By Artsvi Bakhchinyan
Special to the Mirror-Spectator
YEREVAN/PARIS — Last October French-Armenian filmmaker and scriptwriter Stéphane Kazandjian visited Armenia for the first time as a jury member of ReAnimania Yerevan International Animation film festival, celebrating its tenth anniversary this year. This interview with Kazandjian discusses his films as well as his Armenian background.
Stéphane, I first learned about you in 2002 due to your first feature film, “Sexy Boys.” Frankly, comedies about youth are not my piece of cake, but the director’s -ian led me to watch it. And if I am not mistaken, the main character’s family name also has an -ian. Is the film somehow autobiographical?
The main character’s name is indeed Sebastien Kibarian — Kibarian being my grandmother’s maiden name. The film was never intended to be about an Armenian family, but as I was looking for my character’s family name, I thought it might be something meaningful to me too.
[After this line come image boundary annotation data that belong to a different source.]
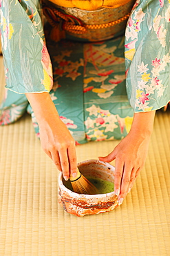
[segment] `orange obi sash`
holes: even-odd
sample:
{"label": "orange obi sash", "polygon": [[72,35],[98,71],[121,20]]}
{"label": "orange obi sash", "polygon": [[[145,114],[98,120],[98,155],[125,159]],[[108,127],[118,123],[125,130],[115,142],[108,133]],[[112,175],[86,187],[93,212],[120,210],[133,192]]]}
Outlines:
{"label": "orange obi sash", "polygon": [[[86,2],[86,0],[84,1]],[[87,10],[59,6],[45,1],[43,13],[53,28],[50,35],[53,40],[65,38],[67,33],[91,42],[103,41],[124,31],[134,2],[134,0],[131,0],[124,6],[115,8],[101,8]]]}
{"label": "orange obi sash", "polygon": [[50,0],[57,6],[66,8],[77,8],[81,10],[97,10],[101,8],[116,8],[131,0]]}

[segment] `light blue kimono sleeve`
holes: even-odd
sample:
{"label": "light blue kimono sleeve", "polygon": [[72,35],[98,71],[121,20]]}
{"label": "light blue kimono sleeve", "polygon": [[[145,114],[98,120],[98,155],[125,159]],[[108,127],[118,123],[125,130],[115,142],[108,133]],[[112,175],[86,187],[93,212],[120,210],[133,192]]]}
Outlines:
{"label": "light blue kimono sleeve", "polygon": [[50,58],[39,0],[1,0],[0,30],[6,87],[18,93],[49,92]]}
{"label": "light blue kimono sleeve", "polygon": [[127,22],[126,86],[135,112],[170,101],[170,1],[137,1]]}

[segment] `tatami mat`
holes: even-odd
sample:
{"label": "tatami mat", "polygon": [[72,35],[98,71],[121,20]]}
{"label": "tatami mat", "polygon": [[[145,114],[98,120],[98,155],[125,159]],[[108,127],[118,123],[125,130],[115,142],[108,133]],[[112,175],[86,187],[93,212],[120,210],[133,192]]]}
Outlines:
{"label": "tatami mat", "polygon": [[[30,117],[0,127],[0,255],[169,256],[169,136],[170,111],[158,111],[145,167],[123,205],[77,217],[58,204],[59,173]],[[78,161],[105,156],[118,143],[77,146]]]}

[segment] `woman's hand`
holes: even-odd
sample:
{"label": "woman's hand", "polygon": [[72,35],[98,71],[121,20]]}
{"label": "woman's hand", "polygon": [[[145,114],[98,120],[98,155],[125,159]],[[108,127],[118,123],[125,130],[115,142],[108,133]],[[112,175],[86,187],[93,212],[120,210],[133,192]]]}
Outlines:
{"label": "woman's hand", "polygon": [[44,152],[67,181],[76,176],[75,141],[59,118],[52,116],[48,122],[39,122],[40,140]]}
{"label": "woman's hand", "polygon": [[76,176],[77,163],[75,141],[61,120],[48,93],[28,93],[39,123],[41,146],[63,172],[65,180]]}
{"label": "woman's hand", "polygon": [[105,162],[116,161],[114,190],[119,204],[131,189],[145,165],[154,116],[155,111],[135,113],[129,134],[108,156],[99,158]]}

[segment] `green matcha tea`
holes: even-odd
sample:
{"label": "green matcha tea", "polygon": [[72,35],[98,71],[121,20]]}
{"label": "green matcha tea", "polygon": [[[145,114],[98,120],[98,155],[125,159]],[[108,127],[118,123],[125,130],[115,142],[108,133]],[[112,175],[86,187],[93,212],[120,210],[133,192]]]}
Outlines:
{"label": "green matcha tea", "polygon": [[[102,179],[85,176],[98,190],[98,194],[106,194],[114,191],[114,184],[111,181],[104,181]],[[63,181],[64,185],[70,190],[73,191],[71,182]]]}
{"label": "green matcha tea", "polygon": [[104,181],[102,179],[86,177],[91,183],[98,189],[99,194],[110,193],[114,191],[114,184],[111,181]]}

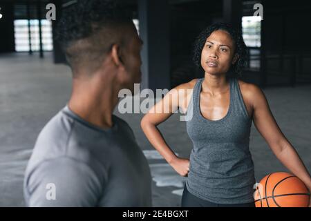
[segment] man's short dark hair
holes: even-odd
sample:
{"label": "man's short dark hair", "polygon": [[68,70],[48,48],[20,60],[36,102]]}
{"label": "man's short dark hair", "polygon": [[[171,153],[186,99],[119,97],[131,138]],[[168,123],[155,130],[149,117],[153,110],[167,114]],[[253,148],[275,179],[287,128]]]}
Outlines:
{"label": "man's short dark hair", "polygon": [[77,0],[63,8],[56,39],[73,70],[88,66],[93,71],[112,44],[125,44],[122,32],[132,23],[129,12],[115,0]]}

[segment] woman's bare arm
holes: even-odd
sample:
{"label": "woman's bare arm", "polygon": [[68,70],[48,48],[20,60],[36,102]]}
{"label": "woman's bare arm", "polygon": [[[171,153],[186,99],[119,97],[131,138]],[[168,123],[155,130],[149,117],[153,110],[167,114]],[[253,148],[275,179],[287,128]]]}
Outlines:
{"label": "woman's bare arm", "polygon": [[[141,121],[142,131],[153,147],[163,156],[166,161],[181,175],[185,176],[189,171],[189,160],[178,157],[165,142],[157,126],[167,120],[180,107],[178,101],[180,90],[193,86],[195,81],[180,85],[171,90],[164,97],[152,107]],[[189,97],[189,95],[185,95]],[[185,106],[182,107],[183,108]]]}

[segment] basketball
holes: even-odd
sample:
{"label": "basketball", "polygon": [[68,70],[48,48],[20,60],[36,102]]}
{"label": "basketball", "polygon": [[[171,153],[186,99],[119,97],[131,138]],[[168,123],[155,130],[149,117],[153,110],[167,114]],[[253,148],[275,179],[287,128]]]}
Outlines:
{"label": "basketball", "polygon": [[292,174],[278,172],[263,177],[254,193],[256,207],[308,207],[310,193]]}

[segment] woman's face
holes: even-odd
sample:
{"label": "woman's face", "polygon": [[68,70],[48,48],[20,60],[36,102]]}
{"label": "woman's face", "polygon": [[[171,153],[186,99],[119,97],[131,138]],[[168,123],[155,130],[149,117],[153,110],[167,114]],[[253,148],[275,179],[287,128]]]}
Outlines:
{"label": "woman's face", "polygon": [[238,58],[234,55],[234,42],[226,31],[218,30],[211,32],[201,53],[201,66],[205,73],[225,74]]}

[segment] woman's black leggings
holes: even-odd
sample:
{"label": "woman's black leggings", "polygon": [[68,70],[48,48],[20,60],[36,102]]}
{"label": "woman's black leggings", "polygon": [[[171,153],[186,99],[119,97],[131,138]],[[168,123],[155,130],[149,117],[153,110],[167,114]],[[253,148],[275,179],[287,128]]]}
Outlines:
{"label": "woman's black leggings", "polygon": [[185,186],[182,198],[182,207],[255,207],[255,203],[241,204],[220,204],[200,199],[190,193]]}

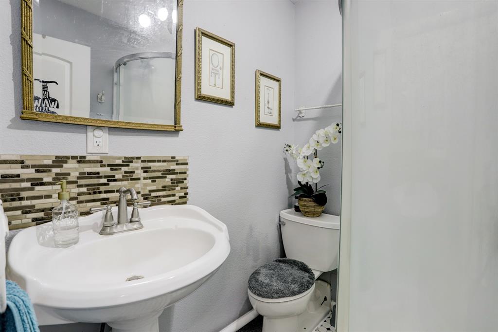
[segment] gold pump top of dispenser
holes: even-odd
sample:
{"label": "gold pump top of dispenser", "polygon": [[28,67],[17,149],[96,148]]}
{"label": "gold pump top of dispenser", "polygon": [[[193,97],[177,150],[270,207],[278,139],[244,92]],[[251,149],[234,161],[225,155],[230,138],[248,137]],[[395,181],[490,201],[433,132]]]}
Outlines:
{"label": "gold pump top of dispenser", "polygon": [[58,182],[57,184],[61,185],[61,191],[57,194],[57,197],[61,200],[64,199],[69,200],[69,192],[66,190],[66,186],[67,185],[66,180],[62,180],[60,182]]}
Strange as it may seem, “Sexy Boys” is actually quite autobiographical. This is my group of college friends — that I still meet with — and those are the kind of issues we dealt with, as I guess most young adults do. What interested me in this film was to deal with the idea of masculinity. It is a very tricky question when you are in your late teens / early twenties — even later, I am afraid. American teen movies usually deal with the question of “being an outsider/being popular,” but rarely with guys totally lost about the idea “what does it mean to be a man?” Who is the “real” man? The sex god with multiple partners? The quiet family guy? The romantic sensitive friend?